Buzzing with the excitement of their upcoming Thanksgiving break, Chapin’s Upper School students filed eagerly into the Assembly Room and were greeted by an impressive group of women seated on the stage: journalist Katie Couric; US District Court Judge LaShann DeArcy Hall; CEO and co-founder of Ellevest Sallie Krawcheck; Academy Award-winning actor Julianne Moore; and MSNBC anchor Nicolle Wallace.
Organized by Class 11 Supervisor and Upper School Arts Integrator Sarah Rutledge and Director of Community Life and Diversity Erica Corbin, these extraordinarily successful panelists were gathered at 100 East End to offer heartfelt advice and inspiring stories as women working in male-dominated fields.

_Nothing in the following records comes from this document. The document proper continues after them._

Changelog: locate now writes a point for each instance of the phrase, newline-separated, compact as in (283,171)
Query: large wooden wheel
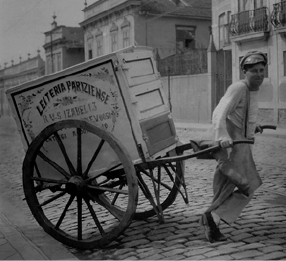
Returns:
(80,184)
(158,187)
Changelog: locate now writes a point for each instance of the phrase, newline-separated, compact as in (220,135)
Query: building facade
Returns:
(244,25)
(169,27)
(16,74)
(64,47)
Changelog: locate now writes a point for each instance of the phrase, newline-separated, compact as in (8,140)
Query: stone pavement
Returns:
(260,232)
(21,238)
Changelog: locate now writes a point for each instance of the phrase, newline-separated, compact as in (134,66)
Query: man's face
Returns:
(255,76)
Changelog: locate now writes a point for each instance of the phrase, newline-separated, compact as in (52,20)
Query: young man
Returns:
(236,177)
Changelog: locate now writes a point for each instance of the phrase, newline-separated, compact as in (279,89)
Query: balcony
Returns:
(250,25)
(278,17)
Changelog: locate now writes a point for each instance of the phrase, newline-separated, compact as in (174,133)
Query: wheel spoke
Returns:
(54,181)
(79,152)
(116,195)
(65,211)
(103,173)
(54,165)
(94,217)
(63,149)
(52,199)
(79,217)
(93,157)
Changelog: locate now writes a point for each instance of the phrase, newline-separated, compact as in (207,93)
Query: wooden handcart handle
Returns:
(158,162)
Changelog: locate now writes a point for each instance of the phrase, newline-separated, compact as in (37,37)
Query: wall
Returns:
(190,96)
(162,32)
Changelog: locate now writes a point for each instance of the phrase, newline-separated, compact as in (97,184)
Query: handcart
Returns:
(101,147)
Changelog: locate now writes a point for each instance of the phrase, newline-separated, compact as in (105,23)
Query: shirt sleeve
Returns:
(226,106)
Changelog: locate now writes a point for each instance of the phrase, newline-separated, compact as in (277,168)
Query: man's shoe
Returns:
(212,232)
(219,236)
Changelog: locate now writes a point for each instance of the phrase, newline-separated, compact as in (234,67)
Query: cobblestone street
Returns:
(260,232)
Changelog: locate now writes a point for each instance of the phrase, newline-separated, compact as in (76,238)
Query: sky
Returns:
(24,22)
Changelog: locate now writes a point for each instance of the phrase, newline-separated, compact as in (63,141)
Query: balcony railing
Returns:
(250,21)
(278,16)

Throughout their time together, the panel moderator Ms. Corbin, and later the students, asked the guests many thought-provoking questions, from how to affect change to what to do when a man talks over you. This conversation among such strong and distinguished women was an important one, likely leaving those in attendance feeling more empowered to tackle the adversity and challenges in their own lives.
The loss of her husband to colorectal cancer in 1998 was the impetus for Ms. Couric to create change. In addition to getting a colonoscopy live on The Today Show, she co-founded the nonprofit organization Stand Up To Cancer. The journalist encouraged our students to think about the causes that are meaningful to them and take action. Whether talking with friends and family, building awareness on social media, or taking to the streets in protest, Ms. Couric reminded everyone just how many different ways there are to play a significant role.
After sharing her journey to becoming a judge, Ms. Hall counseled the students to always stand up for themselves and for other women in the face of discrimination, and to use empowering “self-talk” (ex: telling yourself to never ask permission to speak in a meeting) when facing self-doubt. Ms. Hall expressed her dismay, as well, at women’s tendency to strive for perfection, and, in doing so, denying themselves the right to speak their minds. She shared some of her favorite words of wisdom, too: “It is better to be brave than to be perfect.”
Ms. Krawcheck noted her struggles with discrimination as a woman in finance, but this left her more driven than deterred. She explained that choosing different strategies than those of men on Wall Street has ultimately helped her company to stand out. She urged the students to draw on their power to demand a more equal workplace, to find their allies (both male and female), and to amplify and support their female coworkers and friends.
Born into a military family, Ms. Moore’s constant as she moved from place to place was drama club. She shared her experience observing the growing gender disparity in the acting world as she moved from her high school club to the college drama department and, eventually, to professional film sets, where her frustration grew over the lack of leading roles for women. The actor also discussed the impact Time’s Up* has had in creating a strong network of women beyond Hollywood and across industries, enabling them to support and uplift one another. Ms. Moore advised our students to turn to each other for help, to ensure everyone has a seat at the table, and to choose life partners who will act as teammates in all aspects of their lives.
Furthermore, Ms. Wallace explained how she made the move from politics to television and noted how important remaining open to new opportunities has been throughout her career. She encouraged the students to remember that they have the power to create change through the choices they make… from their purchases and media consumption to their votes at the polls.
The audience would have loved for this thoughtful, candid and moving conversation to continue on for far longer. It was, however, certainly one these Upper School students will remember as they go out and make their marks on the world.
*Time’s Up is a movement against sexual harassment founded by Hollywood actors in response to the “Harvey Weinstein effect” and #MeToo.